Many species of bacteria – including those that infect humans – are themselves threatened by parasites and predators. A large group of viruses called bacteriophages are known to infect bacteria. On infection, the phage transfers its DNA to the bacterial cell, hijacks the bacterial DNA-replicating machinery to make multiple copies of itself, and then escapes by killing the bacterial cell.
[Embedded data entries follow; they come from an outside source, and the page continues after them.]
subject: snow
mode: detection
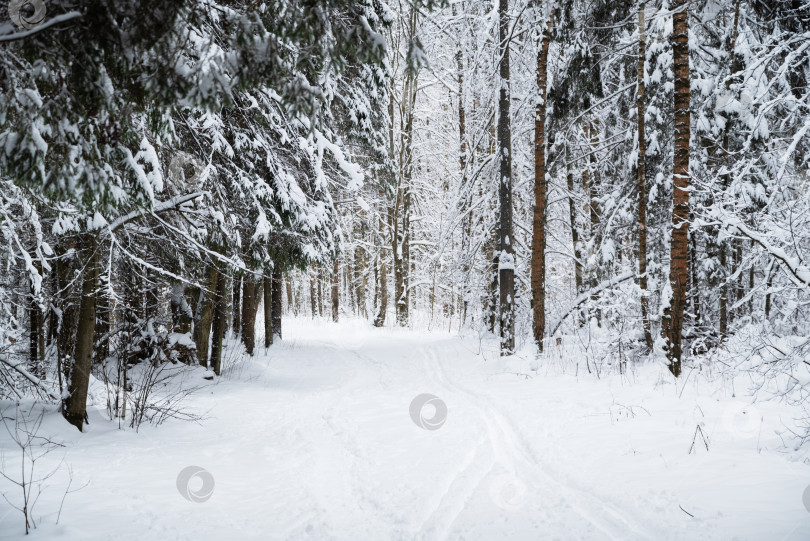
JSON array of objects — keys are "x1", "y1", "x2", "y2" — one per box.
[{"x1": 0, "y1": 319, "x2": 810, "y2": 541}]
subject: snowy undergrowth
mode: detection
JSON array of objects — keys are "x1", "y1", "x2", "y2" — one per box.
[{"x1": 0, "y1": 319, "x2": 810, "y2": 540}]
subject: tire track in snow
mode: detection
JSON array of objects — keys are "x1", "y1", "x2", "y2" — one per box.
[{"x1": 423, "y1": 342, "x2": 660, "y2": 540}]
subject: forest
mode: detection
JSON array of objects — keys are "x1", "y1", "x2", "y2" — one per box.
[{"x1": 0, "y1": 0, "x2": 810, "y2": 540}]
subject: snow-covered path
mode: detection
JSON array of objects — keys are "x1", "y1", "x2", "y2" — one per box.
[{"x1": 0, "y1": 321, "x2": 810, "y2": 541}]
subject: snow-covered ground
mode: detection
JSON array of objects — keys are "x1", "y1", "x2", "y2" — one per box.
[{"x1": 0, "y1": 320, "x2": 810, "y2": 541}]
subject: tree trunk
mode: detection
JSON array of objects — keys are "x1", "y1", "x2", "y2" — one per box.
[
  {"x1": 263, "y1": 276, "x2": 278, "y2": 348},
  {"x1": 196, "y1": 261, "x2": 218, "y2": 368},
  {"x1": 662, "y1": 0, "x2": 690, "y2": 377},
  {"x1": 332, "y1": 259, "x2": 340, "y2": 323},
  {"x1": 62, "y1": 233, "x2": 98, "y2": 431},
  {"x1": 284, "y1": 276, "x2": 295, "y2": 316},
  {"x1": 354, "y1": 248, "x2": 368, "y2": 319},
  {"x1": 565, "y1": 145, "x2": 585, "y2": 327},
  {"x1": 498, "y1": 0, "x2": 516, "y2": 355},
  {"x1": 528, "y1": 11, "x2": 555, "y2": 353},
  {"x1": 309, "y1": 270, "x2": 318, "y2": 319},
  {"x1": 374, "y1": 217, "x2": 388, "y2": 327},
  {"x1": 717, "y1": 0, "x2": 740, "y2": 340},
  {"x1": 242, "y1": 276, "x2": 260, "y2": 355},
  {"x1": 28, "y1": 265, "x2": 44, "y2": 379},
  {"x1": 636, "y1": 1, "x2": 653, "y2": 350},
  {"x1": 271, "y1": 269, "x2": 284, "y2": 340},
  {"x1": 233, "y1": 274, "x2": 242, "y2": 336},
  {"x1": 211, "y1": 271, "x2": 228, "y2": 376}
]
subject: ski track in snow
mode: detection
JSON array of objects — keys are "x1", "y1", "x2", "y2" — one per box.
[{"x1": 0, "y1": 320, "x2": 810, "y2": 541}]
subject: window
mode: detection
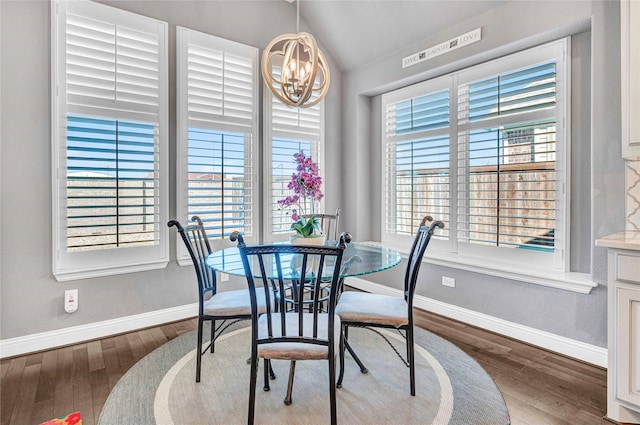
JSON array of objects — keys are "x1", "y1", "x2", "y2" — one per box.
[
  {"x1": 177, "y1": 27, "x2": 259, "y2": 263},
  {"x1": 52, "y1": 1, "x2": 169, "y2": 280},
  {"x1": 382, "y1": 40, "x2": 569, "y2": 271},
  {"x1": 264, "y1": 88, "x2": 324, "y2": 241}
]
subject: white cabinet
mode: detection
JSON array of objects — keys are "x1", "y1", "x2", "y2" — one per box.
[
  {"x1": 597, "y1": 232, "x2": 640, "y2": 424},
  {"x1": 620, "y1": 0, "x2": 640, "y2": 160}
]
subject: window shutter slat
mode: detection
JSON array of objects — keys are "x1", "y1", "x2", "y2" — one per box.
[
  {"x1": 178, "y1": 28, "x2": 258, "y2": 242},
  {"x1": 65, "y1": 2, "x2": 161, "y2": 120}
]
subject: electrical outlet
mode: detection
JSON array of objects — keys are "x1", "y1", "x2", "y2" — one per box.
[
  {"x1": 64, "y1": 289, "x2": 78, "y2": 313},
  {"x1": 442, "y1": 276, "x2": 456, "y2": 288}
]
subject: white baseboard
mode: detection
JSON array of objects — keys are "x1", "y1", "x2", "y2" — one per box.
[
  {"x1": 0, "y1": 303, "x2": 198, "y2": 358},
  {"x1": 345, "y1": 277, "x2": 607, "y2": 368},
  {"x1": 0, "y1": 277, "x2": 607, "y2": 368}
]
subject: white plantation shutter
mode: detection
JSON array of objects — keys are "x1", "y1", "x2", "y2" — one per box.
[
  {"x1": 52, "y1": 1, "x2": 168, "y2": 280},
  {"x1": 180, "y1": 32, "x2": 256, "y2": 128},
  {"x1": 384, "y1": 84, "x2": 450, "y2": 238},
  {"x1": 177, "y1": 27, "x2": 258, "y2": 261},
  {"x1": 264, "y1": 83, "x2": 324, "y2": 240},
  {"x1": 271, "y1": 91, "x2": 322, "y2": 139},
  {"x1": 382, "y1": 40, "x2": 569, "y2": 270},
  {"x1": 65, "y1": 1, "x2": 166, "y2": 120},
  {"x1": 457, "y1": 46, "x2": 563, "y2": 260}
]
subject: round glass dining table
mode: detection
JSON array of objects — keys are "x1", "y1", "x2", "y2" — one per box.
[{"x1": 206, "y1": 242, "x2": 402, "y2": 278}]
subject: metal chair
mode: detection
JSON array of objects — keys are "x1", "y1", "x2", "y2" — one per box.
[
  {"x1": 336, "y1": 216, "x2": 444, "y2": 396},
  {"x1": 231, "y1": 232, "x2": 351, "y2": 424},
  {"x1": 284, "y1": 208, "x2": 342, "y2": 307},
  {"x1": 167, "y1": 216, "x2": 266, "y2": 382}
]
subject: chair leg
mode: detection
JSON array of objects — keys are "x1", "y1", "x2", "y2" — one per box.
[
  {"x1": 269, "y1": 360, "x2": 276, "y2": 380},
  {"x1": 407, "y1": 326, "x2": 416, "y2": 396},
  {"x1": 262, "y1": 359, "x2": 271, "y2": 391},
  {"x1": 214, "y1": 320, "x2": 216, "y2": 353},
  {"x1": 196, "y1": 317, "x2": 204, "y2": 382},
  {"x1": 336, "y1": 325, "x2": 347, "y2": 388},
  {"x1": 247, "y1": 349, "x2": 258, "y2": 425},
  {"x1": 284, "y1": 360, "x2": 296, "y2": 406},
  {"x1": 344, "y1": 327, "x2": 369, "y2": 373},
  {"x1": 329, "y1": 355, "x2": 338, "y2": 425}
]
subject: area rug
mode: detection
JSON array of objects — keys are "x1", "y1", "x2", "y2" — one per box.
[{"x1": 98, "y1": 326, "x2": 510, "y2": 425}]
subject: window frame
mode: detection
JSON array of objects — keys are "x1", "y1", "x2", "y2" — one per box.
[
  {"x1": 176, "y1": 26, "x2": 260, "y2": 266},
  {"x1": 262, "y1": 84, "x2": 326, "y2": 243},
  {"x1": 381, "y1": 38, "x2": 595, "y2": 293},
  {"x1": 51, "y1": 0, "x2": 169, "y2": 281}
]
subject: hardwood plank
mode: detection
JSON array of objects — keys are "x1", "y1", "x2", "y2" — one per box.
[
  {"x1": 0, "y1": 356, "x2": 27, "y2": 425},
  {"x1": 73, "y1": 345, "x2": 95, "y2": 425},
  {"x1": 116, "y1": 335, "x2": 135, "y2": 374},
  {"x1": 11, "y1": 363, "x2": 41, "y2": 424},
  {"x1": 0, "y1": 311, "x2": 611, "y2": 425},
  {"x1": 127, "y1": 332, "x2": 147, "y2": 362},
  {"x1": 87, "y1": 341, "x2": 104, "y2": 372},
  {"x1": 102, "y1": 338, "x2": 124, "y2": 390},
  {"x1": 89, "y1": 369, "x2": 111, "y2": 424},
  {"x1": 53, "y1": 347, "x2": 73, "y2": 418},
  {"x1": 35, "y1": 344, "x2": 58, "y2": 403},
  {"x1": 31, "y1": 399, "x2": 55, "y2": 424}
]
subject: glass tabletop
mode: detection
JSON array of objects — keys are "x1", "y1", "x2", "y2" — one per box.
[{"x1": 207, "y1": 242, "x2": 402, "y2": 278}]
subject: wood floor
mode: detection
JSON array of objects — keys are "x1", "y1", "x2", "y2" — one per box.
[{"x1": 0, "y1": 312, "x2": 611, "y2": 425}]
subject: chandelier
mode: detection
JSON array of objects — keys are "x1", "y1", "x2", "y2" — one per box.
[{"x1": 262, "y1": 0, "x2": 330, "y2": 108}]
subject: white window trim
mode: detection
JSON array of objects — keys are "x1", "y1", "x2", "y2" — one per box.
[
  {"x1": 176, "y1": 26, "x2": 260, "y2": 266},
  {"x1": 51, "y1": 0, "x2": 169, "y2": 282},
  {"x1": 381, "y1": 38, "x2": 597, "y2": 293},
  {"x1": 262, "y1": 84, "x2": 326, "y2": 243},
  {"x1": 366, "y1": 240, "x2": 598, "y2": 294}
]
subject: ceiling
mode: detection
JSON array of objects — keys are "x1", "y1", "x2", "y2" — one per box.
[{"x1": 292, "y1": 0, "x2": 508, "y2": 71}]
Bacteria have in turn evolved a variety of immune mechanisms to protect themselves against invading phages. About 40% of sequenced bacterial genomes contain a set of CRISPR/Cas genes. These include a set of genes encoding Cas proteins as well as CRISPR loci, which are arrays of short repeats separated by highly variable ‘spacer’ sequences.
These spacer sequences are identical to sequences present in phage DNA. They are transcribed into small RNA molecules called crRNAs, which, with the help of the Cas proteins, bind to and cause degradation of the invading phage DNA. However, a recent study published in Nature has discovered a novel CRISPR/Cas system – not in a bacterium, but in a bacteriophage.
This bacteriophage, called ICP1, attacks a strain of the cholera pathogen Vibrio cholerae. The authors demonstrated that the CRISPR/Cas system in the bacteriophage is fully functional and targets a region of bacterial DNA that is responsible for defense against the phage. Not only is this an example of a supposedly bacterial immune mechanism being used by a phage, but it appears that the phage uses it to counter an entirely different bacterial immune mechanism. This host vs. pathogen arms race suddenly looks a lot more interesting.